Why does an academic exercise like calculating real interest rates matter for mortgage rates predictions?

The answer is simple – mortgage rates predictions will take into account tensions between the current real interest rate and the normal, or sustainable real interest rate. If the real interest rate is below normal, mortgage rates predictions will trend upward. If the real interest rate is noticeably above normal, mortgage rates predictions will trend downward. Economic pressures work to pull real interest rates back into the normal range, eventually.

What has confused mortgage rates predictions lately is that the government has been manipulating the money markets to hold real interest rates well below normal. In fact, real interest rates are currently negative. That is, when banks lend you money, the amount you repay is not even enough to cover the loss of value due to inflation. Mortgage rates predictions would be that banks can’t sustain those kinds of losses forever, and therefore, mortgage rates must rise.

We all watch mortgage rates predictions with the avid interest of fans at a baseball game, these days. We live in interesting times. The government is effectively printing money, so we can expect inflation to increase.
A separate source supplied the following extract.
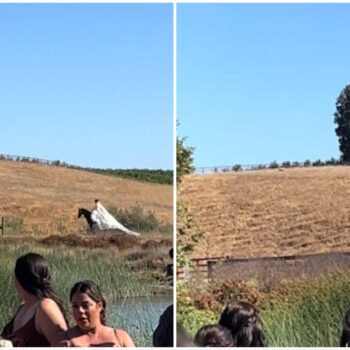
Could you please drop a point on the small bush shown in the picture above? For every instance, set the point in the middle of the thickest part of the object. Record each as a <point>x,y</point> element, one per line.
<point>13,225</point>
At the same time, the government is holding down Federal Reserve rates and actively trading the markets to prevent nominal interest rates from rising.

Real interest rates are likely to remain negative for a while yet, which means that mortgage interest rates predictions are still looking at historically low nominal interest rates.

If you want to take advantage of the once-in-a-lifetime opportunity, lock in a 30-year morgtage at a really low interest rate, while you still can. Mortgage interest rates predictions are definitely going to rise, and if you have secured yourself a golden seat in the low-interest carriage, you will ride out those rises without risking a penny of your hard-earned cash.

We may never again see such low mortgage rate predictions – take advantage of the opportunity.